Evitando di soffermarmi in costrutti già commentati in precedenza, inciampo però in chiamati.
Il siciliano ibleo ha la particolare caratteristica di sostituire tutti i gruppi -ch-, cioè c dura, con -ci- cioè c dolce. Uniche eccezioni restano chiddu e chissu, che alcuni autori riportano nella forma grafica quiddu e quissu.
Perciò i "sicilianissimi" chiamari, acchiappari, chiòviri e chiummu nella provincia di Ragusa sono rispettivamente ciamari, acciappari, ciòviri e ciummu (influenze venete? :D ), cioè in italiano chiamare, acchiappare, piovere e piombo.

chiddu e chissu sono eccezioni apparenti, in quanto derivano da eccum illum e da eccum istum, mentre gli altri termini derivano da gruppi consonantici iniziali CL- PL-; l'esito 'ragusano' da CL (ciamari < CLAMARE) è anche genericamente settentrionale, mentre quello da PL (ciòviri < PLOVERE) è caratteristico (anche se non esclusivo, si ritrova in Valtellina!) della Liguria (ciöve).
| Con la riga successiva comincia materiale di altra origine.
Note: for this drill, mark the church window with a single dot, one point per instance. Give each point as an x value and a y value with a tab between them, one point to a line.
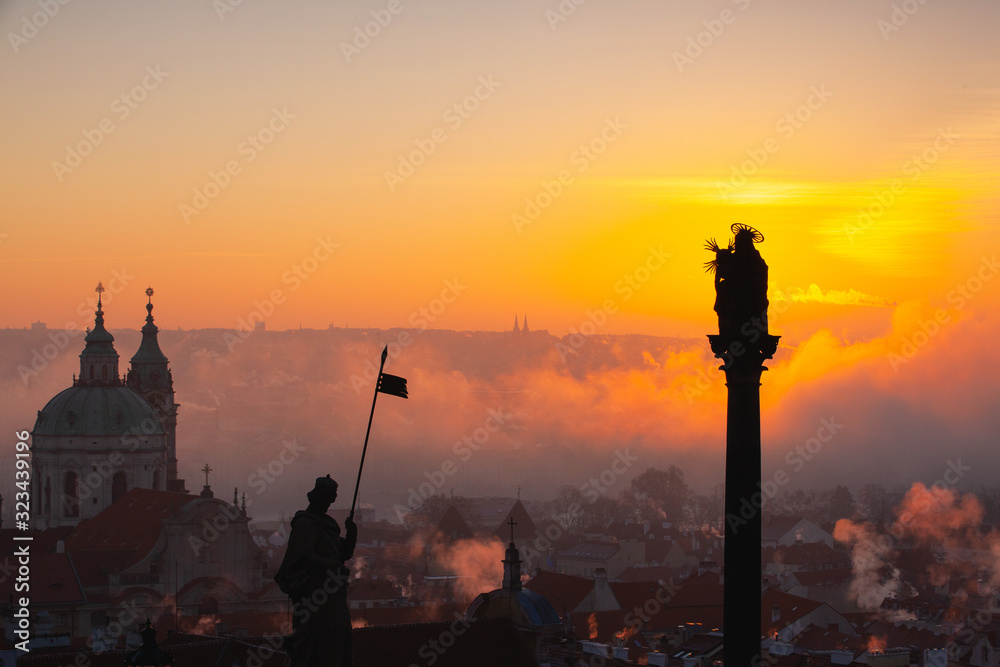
71	498
208	605
119	486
Difficile dire se si tratta di un sostrato comune o di un influsso dei coloni gallo-italici che, nel corso del XII/XIII secolo, si stabilirono in Sicilia, fondando o ripopolando numerose località, una parte delle quali ha mantenuto ancora oggi (sia pure con forti apporti dei dialetti siciliani con cui confinavano) la parlata originaria.